A flat-felled seam is an easy technique to master and very useful. It gives a very strong seam finish to a garment. It is often used on trousers and denim jeans as well as shirts for extra durability. It can also be used as a decorative seam finish as it is formed on the right side of the fabric.
I’ve used two different cotton fabrics and a contrasting thread so hopefully its easy for you to see what’s going on and how I’m making the seam
With the wrong sides of the fabric together, stitch along the seam line. Take the full width of the seam allowance. On most commercial patterns this will be 15mm or 5/8 inch, but please check first as they can vary. Press the seam open.
Trim the inner seam allowance to about 3 mm or 1/8 inch. Take care not to cut into the sewing line. You should be able to judge this by eye, there is no need to measure for exact accuracy.
Press the outer seam allowance under by 6mm or ¼ inch; making sure you keep it uniform all the way along all of your seams. Be careful to press like seams in the same direction as one another (e.g. both shoulder seams should be pressed towards the front).
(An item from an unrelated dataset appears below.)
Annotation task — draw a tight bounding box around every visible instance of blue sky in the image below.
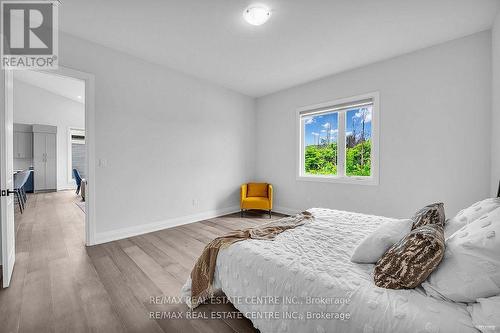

Stitch this folded edge to the garment using a top stitch. Top stitching usually uses a longer stitch length than a seam line stitch. Take a note of the stitch you are going to use, either straight or decorative and ensure you keep using the same one through out the whole garment. This can be colour matched to your fabric or you can use a decorative thread or stitch for added effect.
I like to use different types of seams to achieve different looks on the projects that I make. The flat-felled seam is a useful technique to master for use on shirts, especially men’s formal or dress shirts. It gives a clean, defined look with its rows of straight topstitching. It is also a good choice for children’s wear as the extra line of stitching add a lot of strength to the seams. Sports wear often uses visible, decorative seams too for both durability and decoration. If you are making sports clothing in a stretch fabric though, be sure to use the correct stretch stitch on both the seam line and the top stitching. A zigzag or flat lock stitch can look good here.